OGJ Top 10 Independents-No. 10: Houston Exploration expands business through low-cost operations

Oct. 22, 2001
Houston Exploration Co. intends to focus on production and reserves growth, which it plans to control through its capital spending programs.

Houston Exploration Co. intends to focus on production and reserves growth, which it plans to control through its capital spending programs.

The Houston-based independent plans to develop its existing properties and add more reserves through the drillbit while also maintaining its fairly successful strategy of acquiring properties that will help it with production and reserves growth, said William Hargett, the company's new president and CEO.

At the moment, those acquired properties will likely fall within the company's core areas, although the company has used acquisitions to establish new core areas in a few instances, such as in South Texas and the Arkoma basin, Hargett said. The company "would also make an acquisition, if it were big enough, to establish a new core area in a gas basin."

Low-cost operations

HEC focuses a lot of attention on keeping its costs low. "We are the one of the lowest-cost producers," Hargett contends, citing a cash lifting cost below 70

Oil and gas prices, Hargett explained, had a huge impact during the first half of this year on industry's profitability and earnings. HEC uses numerous risk-management techniques, including price hedging, to protect its cash flow and earnings, as well as its capital spending programs.

"Right now, we're 85% hedged for the rest of the year," Hargett said. "We can continue our capital programs, and we can deploy that capital in an environ ment where pricing is fairly low, which is sometimes pretty opportunistic for acquisitions.

"The business isn't easy, but it gets a little bit easier if you work very hard and focus your organization on what it is we're trying to get done, how well we're doing it, and what we need to do to adjust if there are any issues that need adjusting," he said.

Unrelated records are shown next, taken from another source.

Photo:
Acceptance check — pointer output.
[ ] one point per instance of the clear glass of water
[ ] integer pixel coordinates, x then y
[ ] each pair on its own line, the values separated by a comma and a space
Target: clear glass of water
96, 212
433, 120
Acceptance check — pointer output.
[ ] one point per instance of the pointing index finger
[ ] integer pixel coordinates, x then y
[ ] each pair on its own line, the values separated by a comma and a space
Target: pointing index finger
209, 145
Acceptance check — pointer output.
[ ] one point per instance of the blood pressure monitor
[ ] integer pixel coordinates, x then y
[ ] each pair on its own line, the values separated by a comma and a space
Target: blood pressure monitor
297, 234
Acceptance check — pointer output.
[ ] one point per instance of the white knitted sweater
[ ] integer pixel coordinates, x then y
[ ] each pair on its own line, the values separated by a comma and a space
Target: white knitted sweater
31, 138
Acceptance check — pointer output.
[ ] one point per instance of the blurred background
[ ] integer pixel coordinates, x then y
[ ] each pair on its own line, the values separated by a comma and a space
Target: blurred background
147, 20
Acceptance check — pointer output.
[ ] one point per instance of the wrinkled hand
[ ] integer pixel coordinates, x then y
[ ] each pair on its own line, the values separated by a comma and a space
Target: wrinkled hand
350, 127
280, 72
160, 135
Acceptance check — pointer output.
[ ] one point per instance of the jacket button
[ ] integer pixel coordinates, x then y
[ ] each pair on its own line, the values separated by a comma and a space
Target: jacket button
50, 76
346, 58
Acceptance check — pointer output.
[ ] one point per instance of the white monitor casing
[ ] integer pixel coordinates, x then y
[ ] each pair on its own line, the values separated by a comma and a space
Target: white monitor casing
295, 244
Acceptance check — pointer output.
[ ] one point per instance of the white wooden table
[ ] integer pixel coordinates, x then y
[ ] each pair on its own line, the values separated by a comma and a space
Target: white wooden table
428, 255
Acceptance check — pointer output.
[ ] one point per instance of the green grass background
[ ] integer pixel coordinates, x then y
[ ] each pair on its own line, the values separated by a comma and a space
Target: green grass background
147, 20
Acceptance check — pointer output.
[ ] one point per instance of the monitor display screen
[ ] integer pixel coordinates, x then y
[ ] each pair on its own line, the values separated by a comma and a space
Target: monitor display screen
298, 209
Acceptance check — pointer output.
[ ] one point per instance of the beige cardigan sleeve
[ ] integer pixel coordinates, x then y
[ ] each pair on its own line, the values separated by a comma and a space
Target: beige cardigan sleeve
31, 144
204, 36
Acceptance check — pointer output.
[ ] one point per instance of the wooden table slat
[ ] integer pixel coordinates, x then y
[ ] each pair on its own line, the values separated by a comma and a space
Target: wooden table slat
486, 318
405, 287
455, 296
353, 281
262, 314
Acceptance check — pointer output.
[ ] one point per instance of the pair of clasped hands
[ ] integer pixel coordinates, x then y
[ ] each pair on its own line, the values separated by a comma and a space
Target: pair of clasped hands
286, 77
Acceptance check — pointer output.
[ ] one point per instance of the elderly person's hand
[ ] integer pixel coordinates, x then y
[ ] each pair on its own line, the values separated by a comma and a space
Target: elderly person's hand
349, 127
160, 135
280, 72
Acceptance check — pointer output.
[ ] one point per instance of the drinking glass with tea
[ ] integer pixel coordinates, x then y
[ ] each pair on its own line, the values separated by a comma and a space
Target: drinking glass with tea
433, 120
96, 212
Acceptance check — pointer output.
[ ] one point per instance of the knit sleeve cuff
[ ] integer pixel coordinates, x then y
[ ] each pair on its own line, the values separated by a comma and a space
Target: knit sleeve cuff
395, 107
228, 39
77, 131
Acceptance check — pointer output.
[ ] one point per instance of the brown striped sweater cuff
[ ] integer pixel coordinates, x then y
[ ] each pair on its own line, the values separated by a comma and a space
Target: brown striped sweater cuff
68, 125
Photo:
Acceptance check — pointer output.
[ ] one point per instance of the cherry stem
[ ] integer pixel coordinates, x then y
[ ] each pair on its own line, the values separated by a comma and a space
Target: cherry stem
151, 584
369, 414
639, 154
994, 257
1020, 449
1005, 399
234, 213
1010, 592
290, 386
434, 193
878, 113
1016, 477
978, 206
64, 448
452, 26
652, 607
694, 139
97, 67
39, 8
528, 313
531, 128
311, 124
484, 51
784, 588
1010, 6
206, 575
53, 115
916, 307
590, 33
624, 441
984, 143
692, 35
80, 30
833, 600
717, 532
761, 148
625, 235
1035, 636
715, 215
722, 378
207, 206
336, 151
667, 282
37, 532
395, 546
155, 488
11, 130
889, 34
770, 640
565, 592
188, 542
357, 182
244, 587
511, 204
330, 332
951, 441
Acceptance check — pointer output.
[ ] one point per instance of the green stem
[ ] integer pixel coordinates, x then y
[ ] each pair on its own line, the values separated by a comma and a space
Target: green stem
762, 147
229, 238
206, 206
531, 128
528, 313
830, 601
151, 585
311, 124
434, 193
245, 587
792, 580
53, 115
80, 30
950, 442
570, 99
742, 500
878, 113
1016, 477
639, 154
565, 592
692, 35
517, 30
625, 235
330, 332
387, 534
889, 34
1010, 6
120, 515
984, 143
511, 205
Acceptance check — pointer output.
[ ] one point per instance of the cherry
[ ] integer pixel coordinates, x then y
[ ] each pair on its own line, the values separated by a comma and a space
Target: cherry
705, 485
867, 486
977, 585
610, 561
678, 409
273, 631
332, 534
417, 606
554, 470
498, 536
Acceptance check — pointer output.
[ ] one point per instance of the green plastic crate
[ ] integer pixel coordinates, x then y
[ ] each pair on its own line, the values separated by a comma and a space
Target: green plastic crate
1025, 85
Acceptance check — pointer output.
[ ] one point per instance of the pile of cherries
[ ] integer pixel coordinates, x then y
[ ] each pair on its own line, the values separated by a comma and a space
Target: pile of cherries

Because the company holds 100% working interests in a large portion of its properties, Hargett said, it makes it easy to alter or modify any plans.

Core areas of operation

HEC's high working interests in its properties sets it apart from many of its peers, Hargett said. As an example, he cited the company's Charco property in Zapata County, Tex., in which it holds a 100% working interest. HEC has an aggressive three-rig development drilling program on the 35,000 acre parcel. "We'll drill over 30 wells there this year," Hargett said. And because the company's operating personnel can act quickly on capital decisions, production from the wells can come on stream quickly and have a substantial impact on the company's profits.

HEC recently acquired a fairly extensive 3D survey for the Charco property, Hargett explained. "We expect to continue to expand that production base by exploration along trend and with acquisitions-when we can make them-if they have drilling opportunities," he said.

Another of the company's core areas, the Arkoma basin, contains very complex geology, and Hargett said that, over the next few years, the company would conduct "substantial" development drilling there.

Gas-weighted portfolio

HEC's reserves are almost entirely-97%-natural gas, "We're producing roughly 240 MMcfd [of gas], about half onshore and half offshore-so we're still at a size where we can make an impact on that production with the drillbit, which we expect to continue to do," Hargett said.

"We're trying to grow our gas business, which keeps our lifting costs low, and we think, long term, it's going to be a good business," he added. "We're probably focused on gas because most of the drilling that's available to add reserves production in the US is gas."

Houston Exploration Co.
Pres. and CEO William Hargett

"We are the one of the lowest-cost producers.... We keep those costs low by having very high working interests and properties that are very concentrated, so that we can operate them very efficiently. Those efficiencies show up in the cost side of our business."